Q: Until you decided to sign up for this marathon, what did your workouts typically look like?

A: My training consisted of 5 days per week integrating strength, stabilization, and power themes throughout the week. All total body push/pull regimes designed to optimize joint stability, core endurance, body pliability, and total body strength. I didn’t do much cardiovascular training except for sprint work on higher intensity days twice per week. My body is Type 2, fast twitch so I succeed at shorter durations, quick bursts, and sprinting. Long distance running or longer bouts of aerobic work has never been a part of any program I have ever done.

Q: What inspired you to sign up for a marathon?

A: I signed up for a leadership course coached by Jesse Itzler, and my first assignment was to choose a Misogi experience.  As described by the leadership course: “Misogi (ancient Japanese ritual)- do something so hard this year that it will change your entire year. Things that require you to change your life and prepare for all of the monumental changes that will happen for you in 2019.”  So, I knew a marathon was it for me. But I also knew that I needed to choose a date within the next 90 days to create a sense of urgency and discipline in my life.

Q: What are you most excited about?

A: I’m most excited about the process of running that I’ll have to do to build up my cardiovascular endurance to successfully run a marathon. I still have a job and everything else in my life that requires my full attention and best self, so having to organize my life around a specific goal physically will be challenging but I’m excited about it. I also look forward to the people and connections I’ll make through this commitment because the running world is HUGE!


Weeks to Oh Boy Marathon: 13

Weekly training program:

  • 10K run assessment, completed in a little over 51 minutes
  • Two smaller runs of 3 miles
  • Four weight lifting sessions
  • Two swim recovery sessions
  • Foam rolling before and after all workouts

Biggest obstacle: Setting my pace for my runs. I haven’t decided on a time for the marathon, so having to gauge my pace has been challenging.  Currently I’m running a 7:45 mile, and I need to figure out how my body will respond to that pace over time as I increase mileage.

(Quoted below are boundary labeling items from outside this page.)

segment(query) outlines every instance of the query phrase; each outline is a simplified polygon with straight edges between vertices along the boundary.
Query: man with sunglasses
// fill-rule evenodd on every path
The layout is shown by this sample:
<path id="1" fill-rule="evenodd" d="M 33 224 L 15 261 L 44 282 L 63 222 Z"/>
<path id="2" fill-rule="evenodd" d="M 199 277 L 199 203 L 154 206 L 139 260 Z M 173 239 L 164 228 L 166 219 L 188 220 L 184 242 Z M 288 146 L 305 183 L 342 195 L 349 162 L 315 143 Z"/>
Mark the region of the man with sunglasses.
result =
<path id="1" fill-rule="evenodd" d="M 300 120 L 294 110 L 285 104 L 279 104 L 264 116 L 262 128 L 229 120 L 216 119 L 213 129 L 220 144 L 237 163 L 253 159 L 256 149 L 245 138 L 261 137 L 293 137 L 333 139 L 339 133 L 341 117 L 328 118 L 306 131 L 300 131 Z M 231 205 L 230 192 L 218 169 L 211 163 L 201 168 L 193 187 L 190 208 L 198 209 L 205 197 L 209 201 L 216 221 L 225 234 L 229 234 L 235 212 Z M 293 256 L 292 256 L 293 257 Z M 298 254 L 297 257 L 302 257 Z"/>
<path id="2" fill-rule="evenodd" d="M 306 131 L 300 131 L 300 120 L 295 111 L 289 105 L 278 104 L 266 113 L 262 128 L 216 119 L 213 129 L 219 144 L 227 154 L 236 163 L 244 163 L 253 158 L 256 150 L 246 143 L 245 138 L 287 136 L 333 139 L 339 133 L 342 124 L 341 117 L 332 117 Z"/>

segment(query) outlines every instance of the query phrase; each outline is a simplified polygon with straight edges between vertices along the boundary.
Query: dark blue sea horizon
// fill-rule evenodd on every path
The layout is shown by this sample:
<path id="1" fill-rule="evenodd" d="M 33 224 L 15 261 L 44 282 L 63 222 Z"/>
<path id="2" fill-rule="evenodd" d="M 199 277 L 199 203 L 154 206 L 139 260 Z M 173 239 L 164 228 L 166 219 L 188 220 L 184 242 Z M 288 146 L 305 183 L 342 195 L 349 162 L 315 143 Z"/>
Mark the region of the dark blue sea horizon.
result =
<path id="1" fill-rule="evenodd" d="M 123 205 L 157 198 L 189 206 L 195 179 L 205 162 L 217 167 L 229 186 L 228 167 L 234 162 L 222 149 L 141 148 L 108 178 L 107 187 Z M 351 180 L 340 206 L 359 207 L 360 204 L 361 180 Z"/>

Pre and Post fueling:  Pre-run I had UCAN and post I had mineral water and a plant-based protein shake. These are staples.

Scale of 1-10 (1= extremely easy, 10= maximal effort), rate how difficult your program was: 7.  The running made me sore, but I’m only going to adapt to the stress so I’m not too concerned.

Biggest inspiration for workouts: Putting this on social media and letting my friends publicly see that I am going to do it. There’s a level of accountability and pressure to do it if you let other people know about it.

A quote that helps you dig deep: “The road to greatness is long and boring. It requires a lot of discipline and self-sacrificing that most people aren’t willing to do”- a quote from a speech by Ray Lewis.  It reminds me of running this marathon, and I replay that quote in my head when I wake up earlier and do the extra reps in the gym.

Strength training tip that also applies to endurance: Regardless of the world you live in, preparation through nutrition is going to make or break your training. Hydration is key, try as much as possible to eat whole foods, consume protein post-training, lift weights to train the body to run (not run to prepare for the race), get 7-8 hours of sleep, use a foam roller morning and night.